Jakarta, CNN Indonesia -- Wakil
Ketua Tim Kampanye Nasional (TKN) Joko Widodo-Ma'ruf Amin, Arsul Sani mengakui
bahwa penyelesaian dugaan pelanggaran HAM berat masa lalu masih menjadi utang
pemerintah Jokowi-Jusuf Kalla (JK).
"Penyelesaian dugaan
pelanggaran HAM berat masa lalu ini harus diakui memang menjadi utang pemerintahan
saat ini," ujar Arsul saat acara Bedah Visi Misi Capres dan Cawapres nomor
urut 01, di kantor Komnas HAM, Jakarta Pusat, Selasa (19/2).
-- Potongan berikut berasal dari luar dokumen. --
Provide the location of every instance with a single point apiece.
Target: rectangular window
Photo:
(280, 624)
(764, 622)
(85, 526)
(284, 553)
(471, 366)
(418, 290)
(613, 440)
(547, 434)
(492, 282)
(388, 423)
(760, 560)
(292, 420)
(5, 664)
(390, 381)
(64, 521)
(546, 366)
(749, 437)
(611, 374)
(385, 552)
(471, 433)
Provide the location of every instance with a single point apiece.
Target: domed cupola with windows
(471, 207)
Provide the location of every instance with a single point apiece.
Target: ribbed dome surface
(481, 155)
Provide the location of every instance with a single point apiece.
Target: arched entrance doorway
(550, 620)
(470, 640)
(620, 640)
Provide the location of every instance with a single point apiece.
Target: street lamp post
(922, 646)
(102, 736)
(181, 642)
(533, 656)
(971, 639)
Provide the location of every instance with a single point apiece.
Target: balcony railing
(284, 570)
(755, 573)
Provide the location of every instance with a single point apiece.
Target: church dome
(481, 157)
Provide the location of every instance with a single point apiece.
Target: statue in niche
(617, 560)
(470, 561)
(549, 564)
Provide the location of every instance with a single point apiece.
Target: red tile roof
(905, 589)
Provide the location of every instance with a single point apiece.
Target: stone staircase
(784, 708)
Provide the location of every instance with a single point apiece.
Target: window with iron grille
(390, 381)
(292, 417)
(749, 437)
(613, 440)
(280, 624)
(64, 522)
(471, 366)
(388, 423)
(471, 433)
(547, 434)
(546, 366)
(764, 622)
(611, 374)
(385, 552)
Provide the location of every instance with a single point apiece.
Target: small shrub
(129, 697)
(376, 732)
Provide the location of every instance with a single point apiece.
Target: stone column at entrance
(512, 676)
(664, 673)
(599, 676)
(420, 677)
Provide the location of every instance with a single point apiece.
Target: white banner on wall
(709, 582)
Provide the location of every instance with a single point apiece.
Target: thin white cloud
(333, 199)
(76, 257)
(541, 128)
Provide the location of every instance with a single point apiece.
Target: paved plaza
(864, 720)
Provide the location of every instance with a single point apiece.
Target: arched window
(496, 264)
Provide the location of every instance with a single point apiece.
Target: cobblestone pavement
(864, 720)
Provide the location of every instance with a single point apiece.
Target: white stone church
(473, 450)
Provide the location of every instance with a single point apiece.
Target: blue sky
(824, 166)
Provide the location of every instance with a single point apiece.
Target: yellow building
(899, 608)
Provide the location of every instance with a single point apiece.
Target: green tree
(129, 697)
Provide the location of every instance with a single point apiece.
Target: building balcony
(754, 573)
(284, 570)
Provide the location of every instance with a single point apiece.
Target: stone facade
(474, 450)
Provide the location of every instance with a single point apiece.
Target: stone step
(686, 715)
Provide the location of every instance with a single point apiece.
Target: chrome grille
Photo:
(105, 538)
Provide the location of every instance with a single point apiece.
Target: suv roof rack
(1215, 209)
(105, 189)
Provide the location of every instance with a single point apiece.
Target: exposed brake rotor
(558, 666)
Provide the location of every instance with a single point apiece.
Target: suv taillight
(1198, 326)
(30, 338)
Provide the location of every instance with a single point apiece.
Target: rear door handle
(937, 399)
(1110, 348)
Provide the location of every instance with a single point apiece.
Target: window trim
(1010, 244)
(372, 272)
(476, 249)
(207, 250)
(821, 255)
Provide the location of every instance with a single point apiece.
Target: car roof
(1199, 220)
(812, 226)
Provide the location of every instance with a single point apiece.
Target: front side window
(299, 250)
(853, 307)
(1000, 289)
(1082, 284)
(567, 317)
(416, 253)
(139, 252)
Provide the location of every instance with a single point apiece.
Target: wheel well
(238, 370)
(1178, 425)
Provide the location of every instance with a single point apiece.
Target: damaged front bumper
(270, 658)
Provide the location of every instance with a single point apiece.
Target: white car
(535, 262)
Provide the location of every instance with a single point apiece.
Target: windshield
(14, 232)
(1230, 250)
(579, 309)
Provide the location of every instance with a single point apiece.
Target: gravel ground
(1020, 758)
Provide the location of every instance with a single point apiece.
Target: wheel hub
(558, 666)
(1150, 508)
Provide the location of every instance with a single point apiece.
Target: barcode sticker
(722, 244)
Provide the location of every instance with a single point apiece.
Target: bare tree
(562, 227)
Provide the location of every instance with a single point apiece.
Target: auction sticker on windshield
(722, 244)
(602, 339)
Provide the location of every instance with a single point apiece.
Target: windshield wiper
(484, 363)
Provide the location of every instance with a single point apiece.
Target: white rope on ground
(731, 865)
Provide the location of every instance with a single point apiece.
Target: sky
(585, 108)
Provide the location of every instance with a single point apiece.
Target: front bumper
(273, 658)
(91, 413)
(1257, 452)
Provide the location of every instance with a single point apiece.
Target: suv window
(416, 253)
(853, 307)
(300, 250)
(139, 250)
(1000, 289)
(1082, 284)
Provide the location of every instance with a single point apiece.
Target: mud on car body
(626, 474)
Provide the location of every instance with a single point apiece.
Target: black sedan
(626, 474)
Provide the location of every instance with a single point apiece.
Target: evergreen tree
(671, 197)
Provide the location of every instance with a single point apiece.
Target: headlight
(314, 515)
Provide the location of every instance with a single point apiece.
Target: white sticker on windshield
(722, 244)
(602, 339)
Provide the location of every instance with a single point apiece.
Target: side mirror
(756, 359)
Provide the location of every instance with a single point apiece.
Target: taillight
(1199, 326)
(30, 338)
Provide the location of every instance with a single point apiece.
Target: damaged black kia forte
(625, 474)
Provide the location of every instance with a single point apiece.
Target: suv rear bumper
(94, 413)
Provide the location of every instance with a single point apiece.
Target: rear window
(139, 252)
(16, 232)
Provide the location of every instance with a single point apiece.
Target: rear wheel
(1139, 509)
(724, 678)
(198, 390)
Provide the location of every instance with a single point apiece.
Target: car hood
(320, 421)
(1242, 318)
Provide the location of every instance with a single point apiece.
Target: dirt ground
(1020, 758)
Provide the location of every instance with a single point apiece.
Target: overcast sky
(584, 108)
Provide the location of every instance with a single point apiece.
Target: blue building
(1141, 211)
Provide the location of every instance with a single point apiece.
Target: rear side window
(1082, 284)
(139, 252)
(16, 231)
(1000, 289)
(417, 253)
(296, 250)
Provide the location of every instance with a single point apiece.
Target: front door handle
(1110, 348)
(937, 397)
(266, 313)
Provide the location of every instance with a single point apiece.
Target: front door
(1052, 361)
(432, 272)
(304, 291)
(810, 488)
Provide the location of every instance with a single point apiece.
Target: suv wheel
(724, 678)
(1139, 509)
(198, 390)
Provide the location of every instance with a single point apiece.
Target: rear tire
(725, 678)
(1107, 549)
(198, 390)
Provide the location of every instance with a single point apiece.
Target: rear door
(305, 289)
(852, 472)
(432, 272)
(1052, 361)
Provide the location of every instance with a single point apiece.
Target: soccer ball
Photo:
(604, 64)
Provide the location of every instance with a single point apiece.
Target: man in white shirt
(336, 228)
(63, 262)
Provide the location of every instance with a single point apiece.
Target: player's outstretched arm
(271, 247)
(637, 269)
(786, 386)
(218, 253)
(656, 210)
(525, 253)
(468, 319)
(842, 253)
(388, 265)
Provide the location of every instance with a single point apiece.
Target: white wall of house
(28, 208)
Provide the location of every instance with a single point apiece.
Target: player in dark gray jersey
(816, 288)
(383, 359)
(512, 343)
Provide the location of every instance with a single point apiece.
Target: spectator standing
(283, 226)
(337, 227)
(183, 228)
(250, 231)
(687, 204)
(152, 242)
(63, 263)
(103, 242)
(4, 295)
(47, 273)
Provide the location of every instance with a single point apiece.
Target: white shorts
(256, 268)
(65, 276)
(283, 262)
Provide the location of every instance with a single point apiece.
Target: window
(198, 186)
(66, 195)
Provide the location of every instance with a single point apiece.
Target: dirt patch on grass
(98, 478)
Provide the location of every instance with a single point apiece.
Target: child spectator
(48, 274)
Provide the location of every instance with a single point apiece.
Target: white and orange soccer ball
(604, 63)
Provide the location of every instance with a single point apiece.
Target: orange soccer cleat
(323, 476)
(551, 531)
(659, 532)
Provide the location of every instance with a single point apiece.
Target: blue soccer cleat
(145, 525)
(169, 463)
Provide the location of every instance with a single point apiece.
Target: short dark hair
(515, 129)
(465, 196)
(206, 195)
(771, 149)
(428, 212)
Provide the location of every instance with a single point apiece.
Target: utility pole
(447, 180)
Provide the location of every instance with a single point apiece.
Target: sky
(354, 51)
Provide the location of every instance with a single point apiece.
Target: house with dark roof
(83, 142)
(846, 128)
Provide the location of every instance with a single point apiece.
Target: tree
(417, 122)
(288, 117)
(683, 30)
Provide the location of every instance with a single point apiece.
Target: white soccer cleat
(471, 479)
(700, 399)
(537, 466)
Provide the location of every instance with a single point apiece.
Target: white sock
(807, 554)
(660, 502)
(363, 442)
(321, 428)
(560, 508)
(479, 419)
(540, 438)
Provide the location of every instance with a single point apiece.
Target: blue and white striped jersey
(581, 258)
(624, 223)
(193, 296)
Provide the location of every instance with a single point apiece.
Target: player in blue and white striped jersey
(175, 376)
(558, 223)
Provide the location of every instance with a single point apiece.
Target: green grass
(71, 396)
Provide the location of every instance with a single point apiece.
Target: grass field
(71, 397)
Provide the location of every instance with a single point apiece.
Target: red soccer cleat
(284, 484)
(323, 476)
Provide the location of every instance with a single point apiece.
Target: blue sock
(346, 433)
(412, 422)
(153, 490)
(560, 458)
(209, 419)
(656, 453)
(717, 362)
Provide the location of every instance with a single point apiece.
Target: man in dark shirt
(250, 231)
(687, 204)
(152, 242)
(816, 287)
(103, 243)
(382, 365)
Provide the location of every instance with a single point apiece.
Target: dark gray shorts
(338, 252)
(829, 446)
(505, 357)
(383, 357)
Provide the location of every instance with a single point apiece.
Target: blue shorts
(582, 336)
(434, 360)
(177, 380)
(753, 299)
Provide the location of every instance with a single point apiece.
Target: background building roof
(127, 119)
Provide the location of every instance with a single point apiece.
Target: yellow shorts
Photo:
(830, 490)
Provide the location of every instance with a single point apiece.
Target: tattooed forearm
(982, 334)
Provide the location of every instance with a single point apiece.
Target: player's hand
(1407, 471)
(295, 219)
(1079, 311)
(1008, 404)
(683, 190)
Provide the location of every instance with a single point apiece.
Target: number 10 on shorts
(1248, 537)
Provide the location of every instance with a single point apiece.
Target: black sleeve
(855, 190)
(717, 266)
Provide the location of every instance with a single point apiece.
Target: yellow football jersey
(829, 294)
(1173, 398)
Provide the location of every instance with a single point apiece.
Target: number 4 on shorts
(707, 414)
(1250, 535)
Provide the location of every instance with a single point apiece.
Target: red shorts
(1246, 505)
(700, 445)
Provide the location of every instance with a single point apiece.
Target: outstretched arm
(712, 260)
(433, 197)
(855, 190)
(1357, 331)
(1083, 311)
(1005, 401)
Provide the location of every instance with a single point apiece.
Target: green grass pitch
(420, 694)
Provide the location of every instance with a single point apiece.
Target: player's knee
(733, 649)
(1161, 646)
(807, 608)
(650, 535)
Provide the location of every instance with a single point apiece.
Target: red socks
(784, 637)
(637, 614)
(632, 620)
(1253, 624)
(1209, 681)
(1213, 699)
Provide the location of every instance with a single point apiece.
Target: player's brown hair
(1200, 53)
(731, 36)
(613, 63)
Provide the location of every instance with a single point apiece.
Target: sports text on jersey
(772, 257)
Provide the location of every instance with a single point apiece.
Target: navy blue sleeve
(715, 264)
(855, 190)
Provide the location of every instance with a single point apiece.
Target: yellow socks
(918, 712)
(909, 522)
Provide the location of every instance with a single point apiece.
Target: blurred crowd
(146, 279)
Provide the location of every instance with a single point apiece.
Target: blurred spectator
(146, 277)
Kendati demikian, Arsul berdalih
penyelesaian kasus HAM masa lalu juga merupakan pemerintahan sebelum Jokowi. Menurut
dia, akar permasalahan kasus pelanggaran HAM masa lalu tidak bisa diselesaikan
oleh presiden secara tunggal.
Menurut politikus Partai
Persatuan Pembangunan (PPP) tersebut, selain inisiatif Presiden, butuh
inisiatif yang kuat juga dari penegak hukum dan Dewan Perwakilan Rakyat (DPR)
RI.
"Ketika Presiden mau inisiatif, tapi penegakan hukumnya tidak berjalan dan DPR-nya tidak satu kata penyelesaian kasus HAM berat tidak bisa berjalan. Jadi bukan hanya inisiatif dari Presiden saja," ucap Arsul.
Arsul menyarankan agar
penyelesaian kasus HAM berat masa lalu bisa diselesaikan melalui proses
peradilan. Tetapi, jalur yudisial ini, tambah Arsul, harus dikembangkan dengan
berbagai alternatif, salah satunya adalah jalur non-yudisial.
Asrul mengklaim bahwa
penyelesaian jalur non-yudisial merupakan suatu opsi yang akan digunakan
Jokowi-Ma'ruf untuk menyelesaikan permasalahan HAM masa lalu jika menang
Pilpres 2019. Arsul mengklaim Jokowi akan berani menyelesaikan kasus HAM masa
lalu dengan jalur non-yudisial tersebut.
"Presiden Jokowi berani melakukan alternatif penyelesaian non yudisial kalau ini memang dipandang yang lebih baik," kata Arsul.
Sebelumnya, Staf Bidang
Pemantauan Impunitas Komisi untuk Orang Hilang dan Korban Tindak Kekerasan
(KontraS) Dimas Bagus Arya mengatakan selama 4 tahun memerintah, Jokowi-JK
gagal memenuhi janji nawacitanya dalam penyelesaian kasus pelanggaran HAM berat
tersebut.
Dalam kasus Trisakti, Semanggi 1
dan 2 (1998) misalnya, pemerintah memilih jalur non-yudisial. Menteri
Koordinator Bidang Politik Hukum dan Keamanan (Polhukam) Wiranto menyatakan
bahwa jalur non-yudisial dipilih agar tidak menimbulkan masalah baru.
Namun pada akhirnya, kata Dimas, jalur non-yudisial lewat jalan rekonsiliasi di kasus Semanggi sampai saat ini belum juga tuntas.